If any of you follow the Roundtable section of the Locus Magazine website, you might have seen Vandana Singh's post on early Indian SF that she'd love to see translated. She talks about Niruddesher Kahini a story written in 1896 by Jagadish Chandra (J. C.) Bose. She points out that he was a polymath: "His contributions to the science of radio waves predate Marconi, and he also pioneered research in biophysics through his study of electrical impulses in plants." I learned today that the IEEE agrees: they honored him and contemporary C. V. Raman in ceremonies in Kolkata, West Bengal this past weekend. The article describes Bose's work in physics, biology, botany, and archeology. Here's an interesting bit:
After graduating in 1884 with a natural science tripos (an honors baccalaureate), Bose returned to India. A year later, a recommendation from Rayleigh got him the post of professor at Presidency College, in Calcutta, the first Indian to hold that title there. The college’s British administrators offered him only one-third the salary of its European professors. Bose protested by taking no salary at all for several years until the college recognized his value and raised his salary to match his European peers, retroactive to the start of his professorship.
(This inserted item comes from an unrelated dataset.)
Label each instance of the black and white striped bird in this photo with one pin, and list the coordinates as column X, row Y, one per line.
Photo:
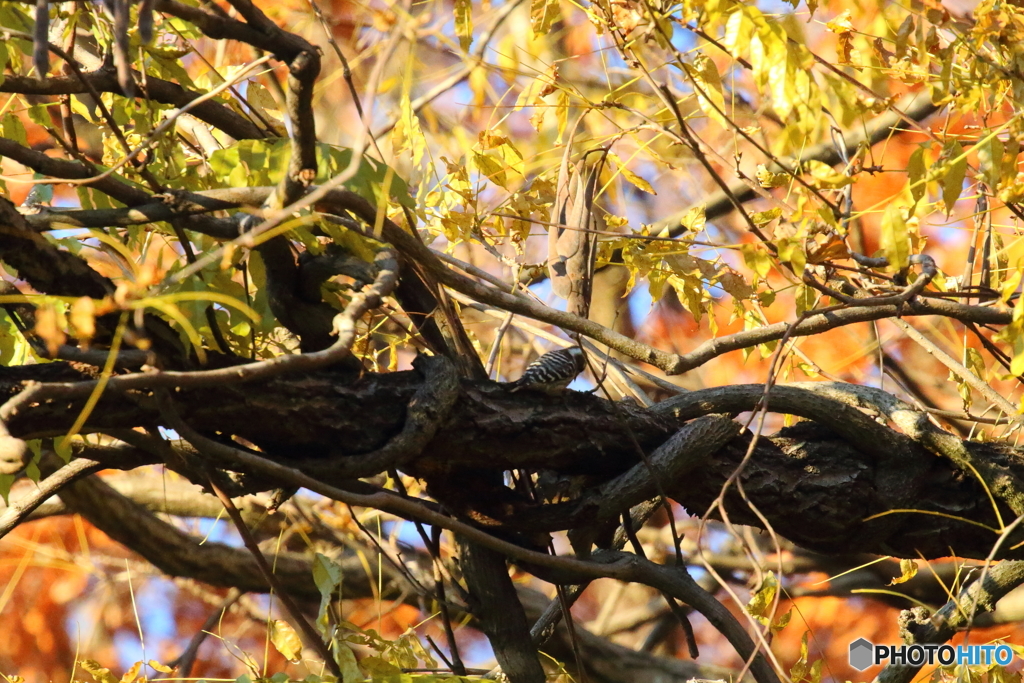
column 552, row 372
C.V. Raman did groundbreaking work in acoustics and optics, all while working as a civil servant in the Indian Finance Department. He won the Nobel Prize in 1930.

I love reading about the scientists who contributed so much since Newton's day and who aren't as well known as Einstein and Maxwell et. al. It's great that the IEEE is working to bring them some additional recognition. It'd have been even cooler if the article had mentioned Bose's role as an early science fiction writer!